The MacDonalds had planned their attack with the confidence of men who expected to strike and withdraw before word could reach the MacLeod stronghold at Dunvegan, roughly eight miles to the south. Setting fire to a church full of worshippers was not a military engagement but an act of terror designed to inflict maximum grief with minimum risk. The miscalculation was the tide. As the MacDonalds prepared to return to their galleys after the burning, the water had dropped far enough to beach the boats. They could not push off. Meanwhile, the dying girl's warning had reached Dunvegan, and the MacLeod chief had marshalled his men and set out at speed for Ardmore Bay. When they arrived, the MacDonalds were caught between a hostile coastline and an enemy force with every reason to show no mercy.

The Dyke and the Dead

The battle was short and one-sided. With no galleys to retreat to, the MacDonalds fought where they stood. The MacLeods, driven by fury at the destruction of their church and the killing of their kin, cut down the raiders almost to a man. Very few MacDonalds survived. After the fighting ended, the MacLeods dragged the bodies to a nearby turf dyke -- a low wall of earth and grass used to mark field boundaries -- and toppled the wall onto them. The collapsed dyke became a mass grave, and the event became known as Blar Milleadh Garaidh: the Battle of the Spoiling Dyke, or the Battle of the Spoiled Dyke. The name is grimly domestic, as if the defining feature of the day were the ruination of a piece of agricultural infrastructure rather than the killing of dozens of men. But that is how the Highlands remembered it -- by the dyke that was spoiled, the wall that fell on the dead, the boundary marker that became a burial mound.

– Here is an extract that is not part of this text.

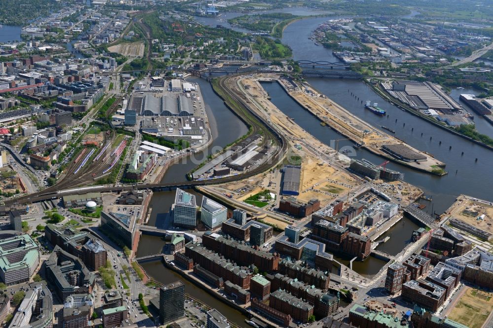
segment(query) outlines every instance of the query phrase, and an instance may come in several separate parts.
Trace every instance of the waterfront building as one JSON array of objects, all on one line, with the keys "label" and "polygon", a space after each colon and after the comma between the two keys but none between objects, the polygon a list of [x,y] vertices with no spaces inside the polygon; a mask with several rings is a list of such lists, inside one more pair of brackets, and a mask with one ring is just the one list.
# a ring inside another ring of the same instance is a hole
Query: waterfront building
[{"label": "waterfront building", "polygon": [[308,268],[301,261],[283,259],[279,262],[279,272],[289,278],[298,279],[323,291],[326,291],[329,288],[330,271]]},{"label": "waterfront building", "polygon": [[300,203],[294,197],[281,199],[279,202],[279,210],[288,213],[294,216],[304,218],[311,215],[320,209],[320,201],[316,198],[310,199],[306,204]]},{"label": "waterfront building", "polygon": [[446,298],[450,296],[460,281],[462,272],[458,269],[444,263],[438,262],[426,276],[426,280],[445,289]]},{"label": "waterfront building", "polygon": [[265,230],[264,227],[256,224],[250,227],[250,244],[262,246],[265,243]]},{"label": "waterfront building", "polygon": [[114,212],[101,212],[101,228],[108,233],[121,241],[130,249],[137,249],[139,238],[137,218]]},{"label": "waterfront building", "polygon": [[252,273],[249,269],[239,266],[213,251],[192,242],[185,246],[185,255],[201,266],[224,280],[229,280],[242,288],[250,288]]},{"label": "waterfront building", "polygon": [[202,197],[200,220],[209,229],[221,226],[228,218],[228,209],[205,196]]},{"label": "waterfront building", "polygon": [[224,256],[241,265],[253,264],[261,272],[270,272],[278,269],[280,257],[251,247],[231,238],[217,233],[206,231],[202,236],[202,243],[207,248]]},{"label": "waterfront building", "polygon": [[411,279],[417,280],[424,275],[429,269],[431,260],[423,255],[413,254],[402,264],[411,272]]},{"label": "waterfront building", "polygon": [[402,284],[402,297],[427,310],[436,312],[445,300],[446,291],[423,279],[410,280]]},{"label": "waterfront building", "polygon": [[288,226],[284,229],[284,234],[287,236],[288,240],[295,244],[300,241],[301,229],[296,226]]},{"label": "waterfront building", "polygon": [[106,264],[107,254],[99,240],[91,238],[88,232],[79,231],[70,227],[59,227],[46,225],[45,238],[53,245],[82,260],[86,266],[96,271]]},{"label": "waterfront building", "polygon": [[266,301],[271,293],[271,282],[260,274],[253,276],[250,281],[250,293],[252,297]]},{"label": "waterfront building", "polygon": [[233,211],[233,219],[236,224],[244,226],[246,223],[246,211],[237,208]]},{"label": "waterfront building", "polygon": [[10,313],[10,297],[3,294],[0,295],[0,322],[5,321],[7,316]]},{"label": "waterfront building", "polygon": [[128,309],[118,306],[103,310],[103,325],[105,328],[113,328],[121,326],[122,322],[128,318]]},{"label": "waterfront building", "polygon": [[[406,266],[399,263],[393,263],[387,268],[387,276],[385,278],[385,289],[391,294],[400,291],[402,284],[406,282]],[[410,273],[409,275],[410,276]]]},{"label": "waterfront building", "polygon": [[13,313],[9,328],[52,328],[53,299],[46,283],[41,281],[30,284],[29,289]]},{"label": "waterfront building", "polygon": [[195,196],[176,188],[172,210],[173,223],[178,227],[195,228],[197,225]]},{"label": "waterfront building", "polygon": [[39,247],[29,235],[0,240],[0,282],[8,286],[29,281],[39,263]]},{"label": "waterfront building", "polygon": [[411,327],[406,322],[398,320],[391,312],[377,312],[357,303],[353,305],[349,311],[349,323],[355,327],[411,328]]},{"label": "waterfront building", "polygon": [[229,280],[224,282],[224,293],[235,297],[238,304],[246,304],[250,301],[250,292]]},{"label": "waterfront building", "polygon": [[283,236],[276,241],[276,250],[295,260],[301,260],[312,267],[330,271],[332,266],[332,255],[325,252],[325,244],[305,238],[298,243],[288,241]]},{"label": "waterfront building", "polygon": [[303,323],[308,322],[309,317],[314,314],[311,304],[280,290],[271,293],[269,306]]},{"label": "waterfront building", "polygon": [[185,249],[185,237],[182,235],[173,233],[170,244],[172,254],[179,253]]},{"label": "waterfront building", "polygon": [[251,300],[251,307],[262,316],[271,321],[277,323],[282,327],[289,327],[292,322],[292,319],[289,314],[284,313],[279,310],[271,307],[267,304],[258,300],[256,298]]},{"label": "waterfront building", "polygon": [[45,262],[45,274],[52,290],[61,299],[72,294],[92,293],[96,282],[94,273],[80,259],[58,246]]},{"label": "waterfront building", "polygon": [[229,328],[226,317],[216,310],[212,309],[207,312],[207,328]]},{"label": "waterfront building", "polygon": [[176,281],[159,290],[159,319],[163,324],[182,318],[185,314],[185,285]]}]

Today, the site near Trumpan on the Waternish peninsula carries no memorial other than the name itself, preserved in Gaelic and English by people who understood that some events need no monument to be remembered.

From the Air

The Battle of the Spoiling Dyke took place in 1578 near Trumpan on the Waternish peninsula, Isle of Skye, at approximately 57.56N, 6.64W near Ardmore Bay. The site is on Skye's northwest coast. Dunvegan Castle lies approximately 8 nm to the south-southeast. Trumpan Church ruins are the nearest identifiable landmark. Nearest airfield is Broadford Airstrip on Skye (no ICAO code), approximately 25 nm southeast, or Plockton on the mainland. Oban Airport (EGEO) lies approximately 70 nm south.